The district court sided with Jack Daniel’s on the infringement claim, but the Ninth Circuit reversed, holding that the district court should have first applied the Rogers test, a threshold inquiry designed to provide First Amendment protection to expressive works that would otherwise be subject to trademark infringement claims. This test, derived from Rogers v. Grimaldi, 875 F.2d 994 (2d Cir. 1989), requires a plaintiff to show that the defendant’s use of the mark (1) “has no artistic relevance to the underlying work” or (2) “explicitly misleads as to the source or the content of the work” before the court can consider the plaintiff’s trademark infringement claim. In the Ninth Circuit’s view, because the Bad Spaniels toy communicates a humorous message, it constitutes an expressive work and thus should have triggered an inquiry by the district court under the Rogers test.
The Supreme Court, in a unanimous opinion, disagreed with the Ninth Circuit. It held that the Rogers test does not apply to such a dispute where the defendant uses the mark as a “source identifier” (i.e., where the usage functions to indicate the source of goods). Instead, the Rogers test is cabined to “non-trademark uses,” or “cases in which the defendant has used the mark at issue in a non-source-identifying way.” To provide an example, the Court drew a distinction between (1) a filmmaker depicting a brand of suitcase to convey something about a character (a non-trademark use, which could potentially warrant the Rogers test) and (2) an upstart luggage manufacturer using a slightly modified version of a well-known brand’s logo to make inroads in the suitcase market (a “trademark use,” to which the test may not apply). The Court reasoned that its holding “reflects [the] primary mission” of the Lanham Act, where the “cardinal sin” is anything that confuses consumers about the source of goods or prevents them from distinguishing among manufacturers.
The Supreme Court also took issue with the Ninth Circuit’s determination that, because the Bad Spaniels toy conveyed a humorous message, it was an expressive work that automatically received the First Amendment protections of the Rogers inquiry. The Supreme Court characterized the Ninth Circuit’s expansive view of Rogers as ultimately not very workable because it “potentially encompasses just about everything”: any combination of names, phrases, symbols and designs can be said to contain expressive content. To assuage any potential concern among lower courts that its decision contravenes the First Amendment, the Supreme Court emphasized the weight of case law recognizing that “trademark law generally prevails over the First Amendment” when a confusingly similar mark is used for source identification.
In addition to clarifying the limited applicability of the Rogers doctrine, the decision also highlights the doctrine’s uncertain future.
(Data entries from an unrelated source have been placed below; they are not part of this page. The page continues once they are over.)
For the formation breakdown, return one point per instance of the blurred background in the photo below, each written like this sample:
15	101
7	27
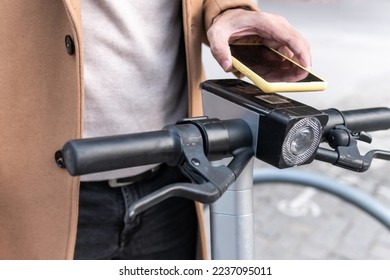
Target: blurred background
350	41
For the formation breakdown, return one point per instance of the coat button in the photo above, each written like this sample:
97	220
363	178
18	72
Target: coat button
69	44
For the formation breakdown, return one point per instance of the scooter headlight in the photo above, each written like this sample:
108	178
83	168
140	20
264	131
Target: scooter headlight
301	141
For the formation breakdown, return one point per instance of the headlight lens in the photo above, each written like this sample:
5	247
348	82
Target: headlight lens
301	141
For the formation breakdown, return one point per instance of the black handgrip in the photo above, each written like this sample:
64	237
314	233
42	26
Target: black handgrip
85	156
370	119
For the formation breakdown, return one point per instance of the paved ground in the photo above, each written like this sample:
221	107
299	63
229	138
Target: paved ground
350	43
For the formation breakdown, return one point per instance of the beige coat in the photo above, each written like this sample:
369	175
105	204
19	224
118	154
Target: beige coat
41	103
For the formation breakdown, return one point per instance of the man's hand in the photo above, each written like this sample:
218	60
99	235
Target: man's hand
239	25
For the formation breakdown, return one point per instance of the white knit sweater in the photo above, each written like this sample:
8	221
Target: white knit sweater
135	78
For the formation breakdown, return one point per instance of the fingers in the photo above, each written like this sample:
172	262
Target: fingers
269	29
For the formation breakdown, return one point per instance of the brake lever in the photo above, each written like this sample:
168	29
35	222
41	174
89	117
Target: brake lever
346	153
208	182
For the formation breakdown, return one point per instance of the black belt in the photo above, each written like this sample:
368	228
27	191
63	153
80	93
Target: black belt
147	175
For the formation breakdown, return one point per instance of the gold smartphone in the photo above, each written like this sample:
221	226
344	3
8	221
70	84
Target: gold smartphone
271	71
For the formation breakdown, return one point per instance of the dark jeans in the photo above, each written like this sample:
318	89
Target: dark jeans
165	231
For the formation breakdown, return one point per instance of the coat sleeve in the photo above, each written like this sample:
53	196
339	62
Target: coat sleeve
213	8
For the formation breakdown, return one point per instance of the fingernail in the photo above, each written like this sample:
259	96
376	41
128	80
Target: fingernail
226	65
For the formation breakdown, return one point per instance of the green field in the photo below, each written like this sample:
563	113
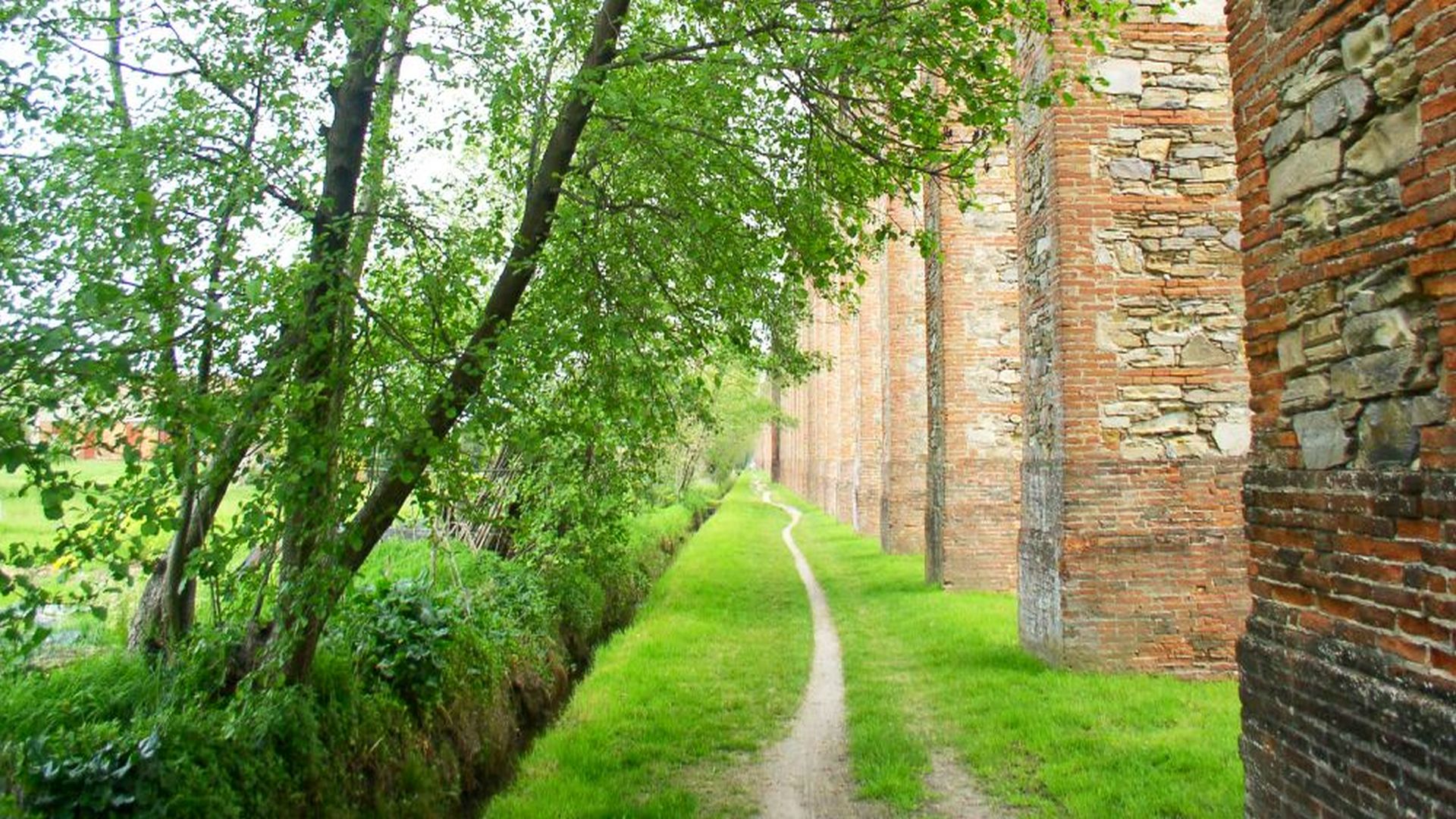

While the Supreme Court did not decide the issue of whether Rogers has any application at all (the United States, as amicus curiae, sought to abolish the doctrine entirely), the justices signaled that what remains of Rogers is up in the air. Justice Gorsuch wrote a separate concurrence explicitly stating as such, instructing lower courts to be “attuned to . . . the fact” that particular aspects of Rogers remain unresolved.